Could you tell us about your family?
My husband and I have a daughter, Alice, and a son called Maxime.
What’s the biggest challenge in your job?
Staying diplomatic… I’m often very direct – too direct – and when I’ve got something to say, I say it. But with the clients, you have to be polite. I’ve got better at it over the years but just to be on the safe side, I still ask my colleagues sometimes whether my reply is acceptable or a bit blunt 😉
What motivates you?
Doing a job well, and my perfectionist side. I like knowing that people are happy with my work; that puts me in a good mood and encourages me to work even harder. I also love being able to pass on positive feedback from clients to the translators. I’ve developed something close to a friendship with some of the translators. I like asking them how they’re doing and finding out what they did at the weekend, for example. I know I can count on them and they can count on me. It makes my day-to-day work even more enjoyable.
What job could/would you never do?
Working for a call centre. I hate using the phone. Long live SMS and other chat applications 😉
What skills do you think a person needs to be a good project manager?

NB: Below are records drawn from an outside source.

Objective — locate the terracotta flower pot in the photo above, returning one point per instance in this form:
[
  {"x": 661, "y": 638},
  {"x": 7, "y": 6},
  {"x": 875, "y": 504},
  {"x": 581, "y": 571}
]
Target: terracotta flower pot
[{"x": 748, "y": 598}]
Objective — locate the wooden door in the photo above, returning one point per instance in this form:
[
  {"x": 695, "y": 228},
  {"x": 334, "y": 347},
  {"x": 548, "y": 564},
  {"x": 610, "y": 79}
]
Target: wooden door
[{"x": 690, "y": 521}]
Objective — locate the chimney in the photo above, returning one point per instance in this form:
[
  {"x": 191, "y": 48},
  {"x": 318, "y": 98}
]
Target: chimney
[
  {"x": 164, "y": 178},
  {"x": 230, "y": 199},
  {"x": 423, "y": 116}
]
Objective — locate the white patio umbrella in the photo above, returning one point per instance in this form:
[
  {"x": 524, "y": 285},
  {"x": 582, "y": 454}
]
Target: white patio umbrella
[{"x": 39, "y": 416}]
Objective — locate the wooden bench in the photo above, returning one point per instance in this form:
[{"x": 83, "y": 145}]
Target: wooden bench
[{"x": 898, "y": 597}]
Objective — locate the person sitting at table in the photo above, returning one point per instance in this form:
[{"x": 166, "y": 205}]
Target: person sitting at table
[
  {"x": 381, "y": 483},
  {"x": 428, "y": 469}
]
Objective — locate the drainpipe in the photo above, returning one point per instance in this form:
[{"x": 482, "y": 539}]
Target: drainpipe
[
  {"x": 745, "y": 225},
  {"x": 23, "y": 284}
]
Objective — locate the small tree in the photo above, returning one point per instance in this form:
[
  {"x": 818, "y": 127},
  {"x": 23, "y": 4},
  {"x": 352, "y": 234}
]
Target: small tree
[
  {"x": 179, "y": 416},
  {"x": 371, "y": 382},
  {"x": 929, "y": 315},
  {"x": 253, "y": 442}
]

You have to be able to withstand pressure and stay calm. You need to have an eye for detail, be organised and be able to juggle several tasks at the same time. And finally, I’d say that being able to anticipate the needs of clients and translators can also prove very useful, but that comes with experience.
Is there a particular translation project you’ll never forget?
Difficult to say – I’ve done so many over the years…
What’s on your bucket list?
I’d love to take my horse to the seaside one day, go on a “Lord of the Rings” tour of New Zealand and visit Yellowstone in the USA again.
What question should we not ask you?
“Where do you see yourself in 5, 10 or 20 years?” I have enough trouble figuring out what I’m going to eat tonight, let alone plan for the next decade 😉 Seriously though, my path in life has taught me that there’s often no point making long-term plans, as you never know what the future holds. When I was younger, I always wanted to plan everything, but I ended up having to change everything, and that really stressed me out. Nowadays, I just don’t worry. I take life’s challenges as they come and I look for a solution in the moment, knowing that it might be a temporary solution. After all, you can’t take anything for granted.